The main actors involved are clueless about the essence of the problems of credit expansion, the credit boom, and the credit crunch: The President has completely extricated himself from the process; Hank Paulson, the Treasury Secretary has fully endorsed a policy of interventionism as the panacea to the crisis; Congress leadership is hopelessly lost (as Senate majority leader Harry Reid said: “no one knows what to do”) and will most likely go along with anything that the President’s Working Group on Financial Markets will suggest, no matter how much it will cost the taxpayer. The SEC is about to announce another pseudo measure tomorrow: banning short sales on financial institutions. More prestigious businesses will be in line for bailouts shortly, in particular Citigroup, General Motors, Ford Motors, and General Electric are likely candidates.
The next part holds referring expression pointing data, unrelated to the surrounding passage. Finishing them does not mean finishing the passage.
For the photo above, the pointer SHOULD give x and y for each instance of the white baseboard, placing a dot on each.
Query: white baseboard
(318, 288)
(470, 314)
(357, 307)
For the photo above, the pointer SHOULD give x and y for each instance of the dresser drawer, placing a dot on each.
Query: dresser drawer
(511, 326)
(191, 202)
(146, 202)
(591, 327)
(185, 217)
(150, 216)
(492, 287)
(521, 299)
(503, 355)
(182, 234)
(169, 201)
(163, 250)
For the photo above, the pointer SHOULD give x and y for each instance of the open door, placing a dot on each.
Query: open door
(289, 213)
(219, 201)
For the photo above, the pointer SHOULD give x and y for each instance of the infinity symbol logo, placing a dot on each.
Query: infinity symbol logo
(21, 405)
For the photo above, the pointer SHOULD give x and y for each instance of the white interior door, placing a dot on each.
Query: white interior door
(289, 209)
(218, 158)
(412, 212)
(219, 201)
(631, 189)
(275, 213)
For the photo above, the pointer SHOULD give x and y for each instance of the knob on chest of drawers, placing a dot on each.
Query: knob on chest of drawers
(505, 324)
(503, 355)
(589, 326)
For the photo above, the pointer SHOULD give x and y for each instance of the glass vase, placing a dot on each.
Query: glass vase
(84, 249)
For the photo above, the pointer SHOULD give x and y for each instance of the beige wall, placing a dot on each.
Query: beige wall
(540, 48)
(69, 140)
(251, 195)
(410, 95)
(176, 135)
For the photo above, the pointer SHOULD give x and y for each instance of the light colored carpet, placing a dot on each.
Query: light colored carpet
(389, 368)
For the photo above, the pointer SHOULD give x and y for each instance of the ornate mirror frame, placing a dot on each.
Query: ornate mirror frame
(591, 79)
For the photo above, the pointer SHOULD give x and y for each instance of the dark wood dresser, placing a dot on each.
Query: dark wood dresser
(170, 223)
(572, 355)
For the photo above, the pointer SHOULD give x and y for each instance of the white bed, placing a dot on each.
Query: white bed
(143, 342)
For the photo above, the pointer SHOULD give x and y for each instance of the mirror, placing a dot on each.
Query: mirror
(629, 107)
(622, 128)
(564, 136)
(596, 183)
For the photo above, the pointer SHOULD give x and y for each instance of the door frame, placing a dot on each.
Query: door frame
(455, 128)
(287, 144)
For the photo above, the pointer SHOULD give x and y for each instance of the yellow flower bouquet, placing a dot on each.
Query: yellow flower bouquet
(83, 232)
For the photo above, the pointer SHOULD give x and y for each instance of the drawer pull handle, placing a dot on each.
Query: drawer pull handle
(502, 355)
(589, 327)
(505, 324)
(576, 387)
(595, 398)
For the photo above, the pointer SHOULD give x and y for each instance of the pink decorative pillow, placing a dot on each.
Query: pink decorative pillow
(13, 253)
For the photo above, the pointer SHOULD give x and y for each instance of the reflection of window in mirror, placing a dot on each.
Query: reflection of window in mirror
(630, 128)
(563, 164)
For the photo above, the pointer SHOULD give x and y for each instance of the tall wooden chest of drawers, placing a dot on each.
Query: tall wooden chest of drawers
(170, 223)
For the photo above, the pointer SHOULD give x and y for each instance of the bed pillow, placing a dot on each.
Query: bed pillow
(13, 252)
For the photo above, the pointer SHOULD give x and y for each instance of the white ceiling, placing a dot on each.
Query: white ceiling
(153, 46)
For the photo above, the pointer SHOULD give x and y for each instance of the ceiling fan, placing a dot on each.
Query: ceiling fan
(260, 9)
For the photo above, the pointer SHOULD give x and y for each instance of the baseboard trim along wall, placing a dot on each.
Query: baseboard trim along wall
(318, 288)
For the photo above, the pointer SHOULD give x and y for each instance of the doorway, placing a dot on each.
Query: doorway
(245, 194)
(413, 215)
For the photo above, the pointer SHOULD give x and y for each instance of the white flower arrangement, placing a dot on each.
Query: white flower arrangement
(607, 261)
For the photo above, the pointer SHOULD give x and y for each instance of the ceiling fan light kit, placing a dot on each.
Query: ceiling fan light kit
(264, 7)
What has been keeping the dollar strong recently is the fact that the federal reserve has not yet resorted to the ultimate weapon: hyperinflation. The money supply, as shown here has been slowing down. Most likely the Federal Reserve officials are not even aware of this because they are using wrong data to monitor the money supply. The question is if this trend will hold up with the interventionist path that the government continues to move forward with. We will keep monitoring the money supply closely.
Events indicate that we are approaching the collapse of the global financial system as we know it. As Libertarians and Austrian Economists have been warning again and again, and have been ridiculed for again and again: A fiat money paper currency system, facilitated by a central bank, will ultimately lead to the destruction of the paper currency and the collapse of the financial system.
One can only hope that once all this is over and decision makers will have to get together and frame a new financial system, maybe, just maybe people will at least sit down for a second and listen to the common sense solutions that we have been asking for over the years:
- Abolish the Federal Reserve Bank
- Allow for free market competition in the money market
- Let the market return to a gold standard
- Significantly downsize the federal government
- Abolish the federal income tax
- Abolish unconstitutional (and wasteful) federal institutions, in particular the IRS, the SEC, the Department of Homeland Security, the Department of Education
- Phase out the federal social security and medicare programs and let people manage their money themselves (one can only hope that at this point people realize what the government will do to your money)
- Reduce US troop presence around the globe, strengthen the defense of the homeland against foreign enemies (which is the first and foremost task of the federal government)
- and finally: legalize the US Constitution
It is disturbing that the crisis is giving me hope that people will listen. Common sense should lead people to these conclusions. Unfortunately common sense has not been very popular over the past decades.